Yields on Nigerian Treasury bills slipped marginally as strong demand for the naira continued to dominate activity in the secondary market, reshaping investor expectations around possible rate cuts in the near term.
Market analysts told BizWatch Nigeria that investors have been expanding their positions in Treasury instruments despite the sizable volume of auction supply seen in recent weeks. Banks, in particular, are ramping up exposure to interest-bearing securities in an effort to strengthen earnings.
The ongoing rally in Treasury bill instruments has also been fuelled by excess liquidity circulating within the financial system. Fixed-income experts noted that yields on Nigerian Treasury bills are likely to maintain a downward trajectory throughout the fourth quarter, supported by easing inflation and a firmer naira, which continue to enhance appetite for short-dated government securities.
Last week, bullish sentiment dominated the Treasury bill market, aided by strong system liquidity and growing expectations of a rate cut following Nigeria’s October inflation print of 16.05% year-on-year, down from 18.02% in September.
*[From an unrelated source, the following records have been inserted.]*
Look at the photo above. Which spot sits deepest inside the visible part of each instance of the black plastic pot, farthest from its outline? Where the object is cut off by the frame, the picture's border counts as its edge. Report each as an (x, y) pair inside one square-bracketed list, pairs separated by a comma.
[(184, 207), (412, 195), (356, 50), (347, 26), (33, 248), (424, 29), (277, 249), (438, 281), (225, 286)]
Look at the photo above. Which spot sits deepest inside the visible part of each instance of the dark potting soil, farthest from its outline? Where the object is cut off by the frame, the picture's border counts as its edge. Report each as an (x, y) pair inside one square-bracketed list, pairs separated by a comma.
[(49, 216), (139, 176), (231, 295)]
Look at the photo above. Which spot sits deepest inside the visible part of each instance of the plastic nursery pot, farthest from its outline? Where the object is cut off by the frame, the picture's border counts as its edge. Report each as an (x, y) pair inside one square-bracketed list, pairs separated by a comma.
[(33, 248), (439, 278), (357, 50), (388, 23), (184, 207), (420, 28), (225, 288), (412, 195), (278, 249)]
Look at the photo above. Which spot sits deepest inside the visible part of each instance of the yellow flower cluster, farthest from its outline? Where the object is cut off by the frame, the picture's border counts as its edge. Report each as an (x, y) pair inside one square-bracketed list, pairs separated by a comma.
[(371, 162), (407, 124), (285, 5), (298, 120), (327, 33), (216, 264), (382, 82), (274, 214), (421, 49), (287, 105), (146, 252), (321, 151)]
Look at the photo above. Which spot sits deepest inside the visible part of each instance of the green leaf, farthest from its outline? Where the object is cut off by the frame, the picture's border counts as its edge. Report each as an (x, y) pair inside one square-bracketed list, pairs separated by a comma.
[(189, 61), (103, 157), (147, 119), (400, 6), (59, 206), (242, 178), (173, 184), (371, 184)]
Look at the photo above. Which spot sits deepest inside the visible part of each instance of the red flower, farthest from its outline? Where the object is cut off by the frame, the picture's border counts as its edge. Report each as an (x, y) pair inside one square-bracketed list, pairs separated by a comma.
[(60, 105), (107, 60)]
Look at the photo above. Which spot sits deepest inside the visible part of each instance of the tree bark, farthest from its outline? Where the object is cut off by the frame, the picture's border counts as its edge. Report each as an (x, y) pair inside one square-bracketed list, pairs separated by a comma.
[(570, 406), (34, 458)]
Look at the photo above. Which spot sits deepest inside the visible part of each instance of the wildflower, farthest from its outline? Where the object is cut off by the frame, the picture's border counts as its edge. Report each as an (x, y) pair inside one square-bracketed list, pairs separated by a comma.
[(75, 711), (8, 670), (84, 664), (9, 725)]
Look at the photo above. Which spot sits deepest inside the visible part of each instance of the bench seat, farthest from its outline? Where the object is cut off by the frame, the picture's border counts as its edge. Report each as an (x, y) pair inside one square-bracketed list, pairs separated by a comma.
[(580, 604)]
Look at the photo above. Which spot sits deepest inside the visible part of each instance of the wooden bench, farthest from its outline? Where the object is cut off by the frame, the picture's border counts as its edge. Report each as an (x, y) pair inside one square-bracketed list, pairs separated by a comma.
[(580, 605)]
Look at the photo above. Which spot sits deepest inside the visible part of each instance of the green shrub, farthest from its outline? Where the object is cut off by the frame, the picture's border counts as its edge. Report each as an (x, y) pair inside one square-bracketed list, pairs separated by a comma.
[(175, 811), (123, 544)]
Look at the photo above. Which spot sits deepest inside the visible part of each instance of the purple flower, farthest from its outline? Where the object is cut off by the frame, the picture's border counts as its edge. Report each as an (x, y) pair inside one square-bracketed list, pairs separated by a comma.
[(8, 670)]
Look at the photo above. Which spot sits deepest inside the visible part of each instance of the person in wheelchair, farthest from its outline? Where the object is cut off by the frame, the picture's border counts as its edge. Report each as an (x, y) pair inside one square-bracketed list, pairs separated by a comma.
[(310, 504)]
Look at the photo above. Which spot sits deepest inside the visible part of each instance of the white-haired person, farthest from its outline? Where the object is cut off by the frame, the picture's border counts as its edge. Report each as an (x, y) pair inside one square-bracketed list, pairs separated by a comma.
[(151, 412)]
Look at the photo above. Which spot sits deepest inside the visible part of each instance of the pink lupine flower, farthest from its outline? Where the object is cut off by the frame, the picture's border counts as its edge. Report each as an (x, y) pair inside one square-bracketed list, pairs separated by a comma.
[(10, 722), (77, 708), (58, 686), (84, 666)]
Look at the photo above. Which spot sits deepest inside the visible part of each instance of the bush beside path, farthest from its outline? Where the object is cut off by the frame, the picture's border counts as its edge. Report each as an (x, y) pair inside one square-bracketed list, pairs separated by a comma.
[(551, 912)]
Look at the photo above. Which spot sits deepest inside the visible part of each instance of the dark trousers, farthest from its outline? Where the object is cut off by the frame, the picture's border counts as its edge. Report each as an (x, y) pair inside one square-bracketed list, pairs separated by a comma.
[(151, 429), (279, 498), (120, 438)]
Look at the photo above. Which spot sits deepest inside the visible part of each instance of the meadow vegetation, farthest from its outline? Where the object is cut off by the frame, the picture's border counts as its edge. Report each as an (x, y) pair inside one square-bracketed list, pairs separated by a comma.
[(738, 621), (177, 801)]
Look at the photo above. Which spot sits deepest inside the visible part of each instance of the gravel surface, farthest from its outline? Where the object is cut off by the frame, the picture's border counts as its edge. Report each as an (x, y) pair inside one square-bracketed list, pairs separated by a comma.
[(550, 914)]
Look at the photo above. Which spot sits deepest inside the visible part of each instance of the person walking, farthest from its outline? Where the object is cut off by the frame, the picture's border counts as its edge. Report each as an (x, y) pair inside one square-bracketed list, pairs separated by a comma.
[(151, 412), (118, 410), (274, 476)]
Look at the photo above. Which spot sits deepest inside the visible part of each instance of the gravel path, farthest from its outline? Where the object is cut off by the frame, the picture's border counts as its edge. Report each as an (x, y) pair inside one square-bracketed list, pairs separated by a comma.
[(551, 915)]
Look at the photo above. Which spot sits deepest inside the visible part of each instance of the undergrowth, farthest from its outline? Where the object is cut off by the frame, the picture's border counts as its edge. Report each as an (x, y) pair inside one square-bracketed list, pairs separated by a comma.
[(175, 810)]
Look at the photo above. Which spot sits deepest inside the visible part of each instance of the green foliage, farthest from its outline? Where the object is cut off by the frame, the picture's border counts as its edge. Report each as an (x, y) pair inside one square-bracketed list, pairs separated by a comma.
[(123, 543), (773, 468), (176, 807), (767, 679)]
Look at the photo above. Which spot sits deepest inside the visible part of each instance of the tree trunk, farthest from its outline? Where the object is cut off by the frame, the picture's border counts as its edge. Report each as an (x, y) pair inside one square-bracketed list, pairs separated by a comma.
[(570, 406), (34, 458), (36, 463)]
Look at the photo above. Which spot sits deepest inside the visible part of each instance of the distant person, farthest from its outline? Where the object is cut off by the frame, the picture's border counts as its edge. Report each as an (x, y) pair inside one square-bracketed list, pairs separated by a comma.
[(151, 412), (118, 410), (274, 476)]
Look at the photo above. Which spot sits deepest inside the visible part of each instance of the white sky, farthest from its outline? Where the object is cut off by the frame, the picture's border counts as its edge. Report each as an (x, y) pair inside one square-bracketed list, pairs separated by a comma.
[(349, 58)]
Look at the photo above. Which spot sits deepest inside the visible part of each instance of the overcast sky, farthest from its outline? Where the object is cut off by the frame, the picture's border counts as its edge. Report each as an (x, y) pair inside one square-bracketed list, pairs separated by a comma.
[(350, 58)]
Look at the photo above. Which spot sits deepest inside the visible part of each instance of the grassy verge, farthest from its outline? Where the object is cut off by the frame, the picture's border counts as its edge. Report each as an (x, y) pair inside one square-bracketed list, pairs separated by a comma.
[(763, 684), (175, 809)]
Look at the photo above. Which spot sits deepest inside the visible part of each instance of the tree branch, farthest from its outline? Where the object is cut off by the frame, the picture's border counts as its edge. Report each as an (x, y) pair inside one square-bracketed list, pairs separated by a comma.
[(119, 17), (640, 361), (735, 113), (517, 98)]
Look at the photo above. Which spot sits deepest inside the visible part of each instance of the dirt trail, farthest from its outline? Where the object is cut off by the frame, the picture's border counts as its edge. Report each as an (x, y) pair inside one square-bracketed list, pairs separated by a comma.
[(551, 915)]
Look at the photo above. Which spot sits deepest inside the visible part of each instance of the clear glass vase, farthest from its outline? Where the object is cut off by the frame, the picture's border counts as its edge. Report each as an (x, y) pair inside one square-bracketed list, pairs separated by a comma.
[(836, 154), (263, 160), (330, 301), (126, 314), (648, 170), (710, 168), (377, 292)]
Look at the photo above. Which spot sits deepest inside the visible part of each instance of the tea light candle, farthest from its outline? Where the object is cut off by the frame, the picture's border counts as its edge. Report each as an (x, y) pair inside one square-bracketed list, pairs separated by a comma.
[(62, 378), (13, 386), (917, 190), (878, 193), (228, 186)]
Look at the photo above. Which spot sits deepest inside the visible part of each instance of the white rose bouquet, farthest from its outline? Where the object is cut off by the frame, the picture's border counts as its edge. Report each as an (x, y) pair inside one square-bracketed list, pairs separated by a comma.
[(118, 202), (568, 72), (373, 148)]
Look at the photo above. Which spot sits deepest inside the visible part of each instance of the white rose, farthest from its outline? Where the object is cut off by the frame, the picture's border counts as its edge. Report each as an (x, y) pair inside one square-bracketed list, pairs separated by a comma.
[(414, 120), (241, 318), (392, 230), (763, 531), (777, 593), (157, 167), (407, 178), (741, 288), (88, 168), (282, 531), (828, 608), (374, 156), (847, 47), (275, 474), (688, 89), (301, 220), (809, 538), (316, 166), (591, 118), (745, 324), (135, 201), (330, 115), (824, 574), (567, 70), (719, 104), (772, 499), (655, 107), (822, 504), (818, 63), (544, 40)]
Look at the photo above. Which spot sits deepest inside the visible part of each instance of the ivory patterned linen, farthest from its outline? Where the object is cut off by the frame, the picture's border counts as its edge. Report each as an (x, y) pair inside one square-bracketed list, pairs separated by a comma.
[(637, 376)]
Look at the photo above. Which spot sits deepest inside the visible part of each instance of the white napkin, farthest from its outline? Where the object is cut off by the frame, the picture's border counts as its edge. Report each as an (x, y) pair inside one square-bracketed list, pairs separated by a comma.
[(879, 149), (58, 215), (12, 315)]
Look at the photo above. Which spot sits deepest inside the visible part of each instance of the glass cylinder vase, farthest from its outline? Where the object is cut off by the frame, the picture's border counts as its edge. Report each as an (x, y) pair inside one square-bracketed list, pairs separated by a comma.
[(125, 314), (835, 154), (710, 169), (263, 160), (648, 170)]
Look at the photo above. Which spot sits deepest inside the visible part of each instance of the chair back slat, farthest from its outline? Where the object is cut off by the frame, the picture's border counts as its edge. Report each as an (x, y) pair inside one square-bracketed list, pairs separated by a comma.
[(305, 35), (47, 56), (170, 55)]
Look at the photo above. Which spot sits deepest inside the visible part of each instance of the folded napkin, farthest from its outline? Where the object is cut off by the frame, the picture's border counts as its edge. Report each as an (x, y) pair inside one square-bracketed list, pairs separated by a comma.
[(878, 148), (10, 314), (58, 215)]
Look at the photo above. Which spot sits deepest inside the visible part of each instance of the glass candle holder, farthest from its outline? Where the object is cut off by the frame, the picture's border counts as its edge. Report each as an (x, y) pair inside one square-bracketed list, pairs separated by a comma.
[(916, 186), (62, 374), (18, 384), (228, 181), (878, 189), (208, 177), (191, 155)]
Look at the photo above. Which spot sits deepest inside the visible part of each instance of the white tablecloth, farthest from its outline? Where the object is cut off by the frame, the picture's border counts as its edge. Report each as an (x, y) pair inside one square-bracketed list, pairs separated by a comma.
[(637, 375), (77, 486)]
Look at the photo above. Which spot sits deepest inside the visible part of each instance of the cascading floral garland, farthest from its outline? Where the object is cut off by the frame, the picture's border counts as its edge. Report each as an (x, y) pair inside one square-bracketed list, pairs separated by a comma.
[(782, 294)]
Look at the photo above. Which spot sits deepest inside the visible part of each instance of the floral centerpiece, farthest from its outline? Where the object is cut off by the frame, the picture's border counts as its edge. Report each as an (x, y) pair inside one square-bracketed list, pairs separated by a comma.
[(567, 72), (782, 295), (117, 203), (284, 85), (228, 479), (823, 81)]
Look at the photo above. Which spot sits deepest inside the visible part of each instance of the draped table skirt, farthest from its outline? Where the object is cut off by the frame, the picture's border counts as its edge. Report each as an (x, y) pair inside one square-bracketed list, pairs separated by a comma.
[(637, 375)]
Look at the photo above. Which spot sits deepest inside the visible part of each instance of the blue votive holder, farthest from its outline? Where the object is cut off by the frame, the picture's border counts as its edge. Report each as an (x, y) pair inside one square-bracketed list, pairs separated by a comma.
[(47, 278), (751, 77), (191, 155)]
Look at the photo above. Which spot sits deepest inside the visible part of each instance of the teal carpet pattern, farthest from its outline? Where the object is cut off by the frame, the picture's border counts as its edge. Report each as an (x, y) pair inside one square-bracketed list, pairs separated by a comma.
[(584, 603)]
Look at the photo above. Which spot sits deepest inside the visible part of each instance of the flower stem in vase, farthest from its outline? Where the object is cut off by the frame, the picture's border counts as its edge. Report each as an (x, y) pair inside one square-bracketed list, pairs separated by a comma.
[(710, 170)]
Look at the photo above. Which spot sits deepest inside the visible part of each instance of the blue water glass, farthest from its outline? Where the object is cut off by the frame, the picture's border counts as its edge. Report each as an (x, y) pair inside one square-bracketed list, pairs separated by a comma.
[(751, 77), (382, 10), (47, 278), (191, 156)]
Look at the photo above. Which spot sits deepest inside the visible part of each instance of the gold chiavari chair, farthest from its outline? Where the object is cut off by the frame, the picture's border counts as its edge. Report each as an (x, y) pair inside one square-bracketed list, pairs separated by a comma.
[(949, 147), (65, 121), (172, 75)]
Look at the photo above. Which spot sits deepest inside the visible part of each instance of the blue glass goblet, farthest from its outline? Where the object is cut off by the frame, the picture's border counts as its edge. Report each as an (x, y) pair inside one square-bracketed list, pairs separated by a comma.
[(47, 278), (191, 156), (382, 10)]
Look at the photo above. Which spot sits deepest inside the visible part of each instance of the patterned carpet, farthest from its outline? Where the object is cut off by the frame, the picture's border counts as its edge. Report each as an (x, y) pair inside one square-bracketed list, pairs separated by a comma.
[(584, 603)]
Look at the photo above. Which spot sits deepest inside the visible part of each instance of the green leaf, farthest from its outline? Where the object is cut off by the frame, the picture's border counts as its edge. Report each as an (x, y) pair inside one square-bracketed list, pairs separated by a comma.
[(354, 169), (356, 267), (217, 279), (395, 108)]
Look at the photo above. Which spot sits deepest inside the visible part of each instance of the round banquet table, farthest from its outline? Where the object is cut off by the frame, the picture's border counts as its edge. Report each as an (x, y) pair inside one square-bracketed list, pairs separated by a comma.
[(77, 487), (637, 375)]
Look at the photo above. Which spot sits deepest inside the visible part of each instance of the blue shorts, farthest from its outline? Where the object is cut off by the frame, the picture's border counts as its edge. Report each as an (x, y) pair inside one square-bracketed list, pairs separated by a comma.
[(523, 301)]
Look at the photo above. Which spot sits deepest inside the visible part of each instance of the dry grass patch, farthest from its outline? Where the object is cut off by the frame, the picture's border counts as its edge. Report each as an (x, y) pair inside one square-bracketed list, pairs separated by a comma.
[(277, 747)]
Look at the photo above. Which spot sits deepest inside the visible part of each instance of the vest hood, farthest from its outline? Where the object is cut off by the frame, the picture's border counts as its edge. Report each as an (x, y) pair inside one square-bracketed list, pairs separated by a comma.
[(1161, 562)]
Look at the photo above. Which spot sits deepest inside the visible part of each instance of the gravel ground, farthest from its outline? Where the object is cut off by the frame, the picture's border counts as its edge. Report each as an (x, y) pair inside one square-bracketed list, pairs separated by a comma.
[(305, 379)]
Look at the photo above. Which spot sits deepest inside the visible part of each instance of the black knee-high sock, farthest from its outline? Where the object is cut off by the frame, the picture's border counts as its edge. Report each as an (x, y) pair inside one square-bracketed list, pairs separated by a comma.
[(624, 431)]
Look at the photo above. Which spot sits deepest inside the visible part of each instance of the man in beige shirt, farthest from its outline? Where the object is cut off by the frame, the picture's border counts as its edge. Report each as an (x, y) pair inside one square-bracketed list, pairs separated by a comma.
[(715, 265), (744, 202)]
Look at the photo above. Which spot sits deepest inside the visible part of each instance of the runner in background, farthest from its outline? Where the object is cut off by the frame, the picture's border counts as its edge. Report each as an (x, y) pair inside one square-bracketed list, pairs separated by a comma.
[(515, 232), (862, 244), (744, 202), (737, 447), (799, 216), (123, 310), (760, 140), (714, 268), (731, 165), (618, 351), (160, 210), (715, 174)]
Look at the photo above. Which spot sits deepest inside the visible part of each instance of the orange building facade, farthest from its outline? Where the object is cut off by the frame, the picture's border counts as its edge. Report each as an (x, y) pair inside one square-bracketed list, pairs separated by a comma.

Cordros Capital reported that average yields across the entire Treasury bills curve fell by 23 basis points week-on-week to 19.1%. Segment-wise, Nigerian Treasury bills yields dropped by 3 basis points to 17.0%, while OMO yields declined by 26 basis points to settle at 21.5%.
During the most recent primary market auction, the Central Bank of Nigeria (CBN) floated a total of N700 billion worth of Treasury bills—N100 billion for 91-day paper, N150 billion for 182-day, and N450 billion for 364-day instruments.
Demand remained extremely strong, with total subscriptions reaching N1.29 trillion, significantly above the amount on offer. Ultimately, the CBN allotted N1.09 trillion at unchanged stop rates of 15.30%, 15.50%, and 16.04%, reflecting sustained investor confidence at current pricing levels.
MarketForces Africa also reported that the CBN launched an OMO auction on Tuesday, offering N600 billion across the 173-day and 182-day papers. The auction attracted N3.77 trillion in bids, with N2.98 trillion allotted, representing a bid-to-cover ratio of 1.3x. OMO bills with 173 days to maturity cleared at 20.54%, while the 182-day tenor was priced at 20.55%.
A second OMO auction conducted the next day featured another N600 billion in offer across 174-day and 188-day maturities, with N903.35 billion allotted at stop rates of 20.45% and 20.54%, respectively.
Fixed-income analysts at Cordros said next week’s market performance will be influenced by the outcome of the Monetary Policy Committee (MPC) meeting scheduled for November 24–25, where they expect a further 100 basis-point reduction in the MPR to 26.0%.
Cowry Asset analysts added that liquidity conditions are expected to remain slightly positive due to an OMO maturity of N489.37 million and coupon inflows of N15 billion from FGN bonds.
Despite that, the Treasury bill market may open slightly bearish as investors adjust to last week’s yield movements, particularly in the absence of fresh primary market issuance.
With month-end drawing closer, portfolio managers may become more active in the mid-curve—especially on March and April maturities—as they position for liquidity needs tied to cyclical cash demands.